Palestinian Villagers Vote in Municipal Elections
WEST BANK (Middle East Eye) – Palestinian villagers in the occupied West Bank voted in local elections on Saturday amid growing dissatisfaction over the rule of President Mahmoud Abbas and a boycott by Hamas.
No legislative or presidential election has been held in the Palestinian territories for 15 years, while the last municipal vote took place in 2017.
Hamas resistance movement, who rule the besieged Gaza Strip, announced their opposition to the polls after the Palestinian Authority announced their decision to indefinitely delay presidential and parliamentary elections earlier this year.

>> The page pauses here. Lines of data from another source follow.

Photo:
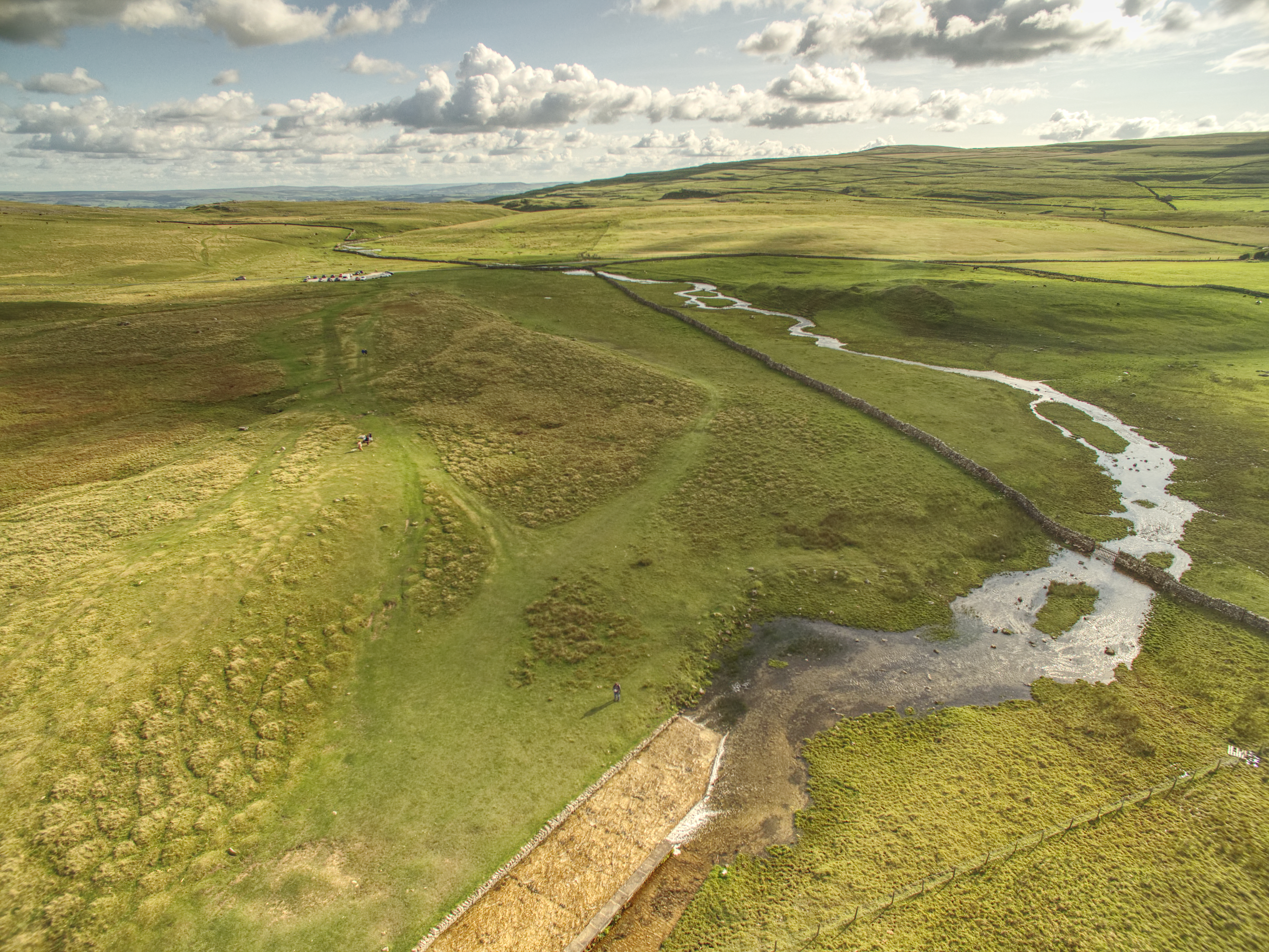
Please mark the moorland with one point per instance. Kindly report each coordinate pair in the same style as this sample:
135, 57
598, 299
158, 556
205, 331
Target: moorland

Of the 367 villages in the West Bank, 60 had no candidates standing and another 162 had a single list, leaving only 154 villages actually voting on Saturday.
The spokesman for the Palestinian Central Elections Commission, Fareed Taam Allah, told AFP that polling stations had opened in all villages scheduled to hold votes on Saturday.

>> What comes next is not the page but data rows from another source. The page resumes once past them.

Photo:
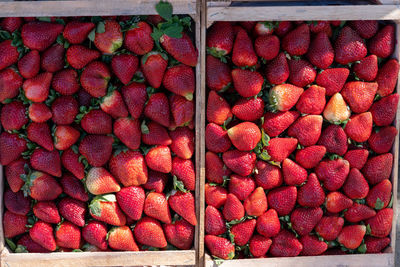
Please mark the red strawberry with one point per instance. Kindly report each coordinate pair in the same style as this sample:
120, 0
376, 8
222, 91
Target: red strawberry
243, 53
309, 157
138, 39
247, 83
382, 44
311, 193
78, 56
349, 47
124, 66
359, 127
153, 66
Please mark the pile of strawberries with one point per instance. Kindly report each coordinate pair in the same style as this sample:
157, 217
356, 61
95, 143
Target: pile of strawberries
98, 140
298, 138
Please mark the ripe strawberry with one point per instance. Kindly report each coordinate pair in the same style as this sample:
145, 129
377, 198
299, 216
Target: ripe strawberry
349, 47
277, 71
38, 35
131, 200
139, 40
37, 88
384, 110
267, 176
246, 82
387, 77
283, 97
311, 193
282, 199
148, 231
243, 231
78, 56
214, 223
180, 234
285, 244
219, 247
267, 46
382, 44
333, 173
302, 72
153, 66
297, 41
243, 53
359, 127
42, 233
99, 181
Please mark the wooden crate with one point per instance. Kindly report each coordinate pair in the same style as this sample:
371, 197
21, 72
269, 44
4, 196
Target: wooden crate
223, 11
101, 8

Polling stations are open until 7pm with some 405,000 people eligible to vote, according to the elections committee.
The municipal vote - the first of two stages, with cities and towns due to vote in March 2022 - is widely considered inconsequential, with most candidates running as independents and Hamas not taking part.
Political analyst Jihad Harb told AFP the elections were “politically unimportant because they are taking place in villages and not the big cities” yet, and are “futile” in the absence of Hamas.
Hamas had been poised to sweep the parliamentary election scheduled for May, which was widely seen as the real reason for Abbas’s 11th-hour postponement of the poll, citing the Zionist regime’s refusal to allow voting in annexed east Al-Quds.
Abbas’s presidential term was supposed to end in 2009.